Andrea and I have facilitated and witnessed such Dialogues with a lot of couples and discussed them with a lot of members of the Imago community, which is quite large and comprised of many therapists and educators. But never has it been so clear as at Harville’s and Helen’s workshop this past weekend that every step of the Dialogue is about being emotionally available and responsive, which is exactly what we needed as children and what we still and will always want and need as grownups. That emotional availability calms and soothes and makes it safe for the Sender to grieve past deficits, which certainly is transformative. Mirroring and validating are more than rote intellectual exercises, although they may seem that way in the beginning as people are first learning to use them. Over time, they become an organic part of a couple’s interaction and they are full of the honey of emotional availability and responsiveness. Quite clearly, so is the empathy portion of the Dialogue. It isn’t intended to be an intellectual guess about the Sender’s feelings. It arises out of the Receiver’s profound connection throughout the process to where she can see, hear, sense and feel the emotional pitch and tone of what her partner has been sharing.

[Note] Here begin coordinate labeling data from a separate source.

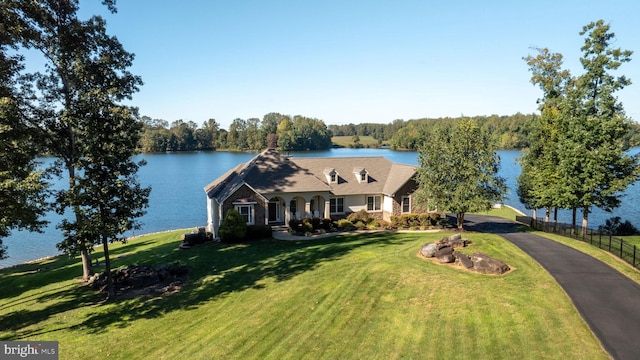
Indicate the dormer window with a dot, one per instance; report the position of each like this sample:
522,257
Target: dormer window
362,175
331,174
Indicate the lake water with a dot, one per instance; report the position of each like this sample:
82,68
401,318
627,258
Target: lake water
177,198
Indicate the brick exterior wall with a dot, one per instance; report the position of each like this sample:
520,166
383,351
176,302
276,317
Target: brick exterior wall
245,192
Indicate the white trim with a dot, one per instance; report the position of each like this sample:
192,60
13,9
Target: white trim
374,203
336,207
251,215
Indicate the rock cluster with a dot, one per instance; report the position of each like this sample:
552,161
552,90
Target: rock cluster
444,251
155,279
195,238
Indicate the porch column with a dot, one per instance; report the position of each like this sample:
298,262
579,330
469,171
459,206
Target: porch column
307,209
327,210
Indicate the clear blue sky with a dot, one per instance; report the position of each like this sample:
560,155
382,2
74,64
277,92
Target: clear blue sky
354,61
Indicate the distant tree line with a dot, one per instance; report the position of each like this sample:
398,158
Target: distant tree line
288,133
303,133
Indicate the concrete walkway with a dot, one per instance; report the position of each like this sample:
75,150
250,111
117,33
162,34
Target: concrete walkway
607,300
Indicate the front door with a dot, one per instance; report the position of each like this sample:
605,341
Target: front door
274,211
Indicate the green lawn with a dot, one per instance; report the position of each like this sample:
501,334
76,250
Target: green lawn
362,296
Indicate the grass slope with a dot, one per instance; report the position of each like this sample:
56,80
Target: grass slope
355,296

It strikes me as especially important to embrace this process as one of emotional resonance that engages all the major parts of our brain and being from beginning to end, lest we miss the critical element in all of it, which is to give our partner what they likely received in deficit as children—to be seen, gotten, heard and fully understood on an emotional level by a caregiver with an open heart and responsiveness fine-tuned to their needs, age and situation at any given moment.
In its advanced and purest form, every aspect of the Dialogue is saying implicitly, “I’m here for you. I’m putting my own stuff aside so you can really feel me feeling you and getting you as the person that you are, not as an extension of my own needs.”
Of course, this takes commitment and practice. What great undertaking doesn't? This is an endeavor that calls the heart forward step by step because of the beauty of connection that is the reward for those who gradually master it.